I’ve been reading, “Tom Dorrance More Than a Horseman” by Margaret Dorrance and John Saint Ryan.  It’s a collection of rememberances from people that Tom influenced over the years.  It’s an excellent read because it’s real people speaking from the heart about a man they admired.  I’d recommend it to anyone that wants to gain some insight into the genius of Tom with horses and people.

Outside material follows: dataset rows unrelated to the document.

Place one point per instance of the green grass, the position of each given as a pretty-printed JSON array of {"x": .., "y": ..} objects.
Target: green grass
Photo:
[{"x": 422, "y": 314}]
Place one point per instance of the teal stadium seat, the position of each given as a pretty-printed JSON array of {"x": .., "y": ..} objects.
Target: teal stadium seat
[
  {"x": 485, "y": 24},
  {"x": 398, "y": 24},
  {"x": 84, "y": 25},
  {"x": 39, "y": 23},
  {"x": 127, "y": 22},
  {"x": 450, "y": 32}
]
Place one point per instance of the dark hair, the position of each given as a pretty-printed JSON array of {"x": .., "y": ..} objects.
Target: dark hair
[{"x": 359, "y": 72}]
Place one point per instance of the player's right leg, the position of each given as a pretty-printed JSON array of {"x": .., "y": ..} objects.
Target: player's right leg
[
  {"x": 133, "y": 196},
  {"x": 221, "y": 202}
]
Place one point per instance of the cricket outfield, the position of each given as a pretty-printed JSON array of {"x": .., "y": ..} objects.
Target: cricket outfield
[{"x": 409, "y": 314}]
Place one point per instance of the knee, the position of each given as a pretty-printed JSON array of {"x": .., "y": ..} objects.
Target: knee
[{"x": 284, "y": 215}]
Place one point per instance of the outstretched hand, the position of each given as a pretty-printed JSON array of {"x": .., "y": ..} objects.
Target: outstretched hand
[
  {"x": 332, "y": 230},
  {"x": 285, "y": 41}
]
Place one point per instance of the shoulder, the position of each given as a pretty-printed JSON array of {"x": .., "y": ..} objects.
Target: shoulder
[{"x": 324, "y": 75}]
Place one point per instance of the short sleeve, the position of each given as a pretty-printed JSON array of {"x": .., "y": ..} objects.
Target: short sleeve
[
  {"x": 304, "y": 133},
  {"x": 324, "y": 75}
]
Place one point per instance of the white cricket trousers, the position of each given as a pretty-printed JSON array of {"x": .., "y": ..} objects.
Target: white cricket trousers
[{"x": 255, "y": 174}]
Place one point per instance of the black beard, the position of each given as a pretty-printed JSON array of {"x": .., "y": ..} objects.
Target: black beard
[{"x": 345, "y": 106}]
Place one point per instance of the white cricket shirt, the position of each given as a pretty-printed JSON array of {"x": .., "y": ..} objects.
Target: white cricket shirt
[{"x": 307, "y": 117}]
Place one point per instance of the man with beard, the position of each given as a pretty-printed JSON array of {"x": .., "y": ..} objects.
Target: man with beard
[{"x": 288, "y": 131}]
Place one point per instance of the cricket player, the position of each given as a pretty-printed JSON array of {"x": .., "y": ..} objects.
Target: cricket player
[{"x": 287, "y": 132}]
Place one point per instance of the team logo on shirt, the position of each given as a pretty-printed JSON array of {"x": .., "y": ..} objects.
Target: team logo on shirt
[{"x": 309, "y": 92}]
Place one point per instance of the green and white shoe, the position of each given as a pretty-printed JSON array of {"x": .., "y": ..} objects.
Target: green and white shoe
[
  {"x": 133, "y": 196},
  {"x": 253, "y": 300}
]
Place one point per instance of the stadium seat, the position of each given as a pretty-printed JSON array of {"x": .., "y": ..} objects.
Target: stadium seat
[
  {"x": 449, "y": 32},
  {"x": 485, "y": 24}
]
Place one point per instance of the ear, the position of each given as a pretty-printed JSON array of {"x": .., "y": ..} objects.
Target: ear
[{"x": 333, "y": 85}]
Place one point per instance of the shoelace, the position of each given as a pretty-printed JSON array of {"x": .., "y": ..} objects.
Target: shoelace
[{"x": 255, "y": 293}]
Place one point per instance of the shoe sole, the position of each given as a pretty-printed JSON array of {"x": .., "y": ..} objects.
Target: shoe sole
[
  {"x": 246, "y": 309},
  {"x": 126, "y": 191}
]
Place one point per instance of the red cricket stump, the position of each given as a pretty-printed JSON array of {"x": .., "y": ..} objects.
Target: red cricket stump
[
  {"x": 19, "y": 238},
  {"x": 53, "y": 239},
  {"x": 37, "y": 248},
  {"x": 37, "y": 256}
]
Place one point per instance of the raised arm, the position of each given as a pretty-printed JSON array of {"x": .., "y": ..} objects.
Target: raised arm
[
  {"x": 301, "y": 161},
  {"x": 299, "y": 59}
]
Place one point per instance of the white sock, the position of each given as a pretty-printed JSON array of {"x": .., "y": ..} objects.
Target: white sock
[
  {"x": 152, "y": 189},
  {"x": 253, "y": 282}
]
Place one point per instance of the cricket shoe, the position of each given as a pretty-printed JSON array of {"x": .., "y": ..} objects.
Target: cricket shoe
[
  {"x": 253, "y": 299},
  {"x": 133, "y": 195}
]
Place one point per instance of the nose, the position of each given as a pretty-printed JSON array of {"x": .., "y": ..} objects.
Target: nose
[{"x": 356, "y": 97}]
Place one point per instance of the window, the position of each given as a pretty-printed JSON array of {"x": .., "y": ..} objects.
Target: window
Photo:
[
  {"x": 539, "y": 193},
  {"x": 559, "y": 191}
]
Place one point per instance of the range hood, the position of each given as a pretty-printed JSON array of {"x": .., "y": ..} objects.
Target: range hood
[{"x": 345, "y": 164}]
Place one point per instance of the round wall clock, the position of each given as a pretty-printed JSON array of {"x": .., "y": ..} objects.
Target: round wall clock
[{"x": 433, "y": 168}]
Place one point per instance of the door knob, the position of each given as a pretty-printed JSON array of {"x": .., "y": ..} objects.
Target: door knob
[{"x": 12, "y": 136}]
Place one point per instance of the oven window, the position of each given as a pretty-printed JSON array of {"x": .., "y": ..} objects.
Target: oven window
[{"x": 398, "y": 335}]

In many of the stories, time was mentioned as something that was really important to Tom and the horse.  If you were on a schedule, Tom wasn’t your guy.  I thought about that some yesterday while Amy and I were working with some young horses.  I know I’m prejudice but, I think Amy is a genius in many respects too.  She has us working with these three young horses together at the end of the day when we have no scheduling pressures.  It’s amazing to me how well horses respond to a human who is trying to offer it a good deal when time isn’t a factor.  You’ve probably heard that the fastest way to get some things is to slow down.  Amy’s Dad would admonish us young folks about that when working with cattle at the ranch and I read that same advice several times in the book.   Anyway, without time pressure, we had these colts saddled, moved around a little until they could travel well with the saddle and in a group, did a little ground work to check out the freedom of their feet, put snaffles on for the first time and rode them around in the snaffle.  We got to a place where the horses were all comfortable and hunting us up in the saddle, stepped off and reversed the bridling saddling process.  It all went smooth as silk and I noticed a big change in the horses confidence in Amy and I when we were done.  I don’t know how long we were at it.  I don’t care.  Neither would Tom or any horse I’ve known.  Something to think about in our “time sensitive” society.  Maybe that’s one of the really attractive things about true horsemanship?  Have a great day spending time with your horses!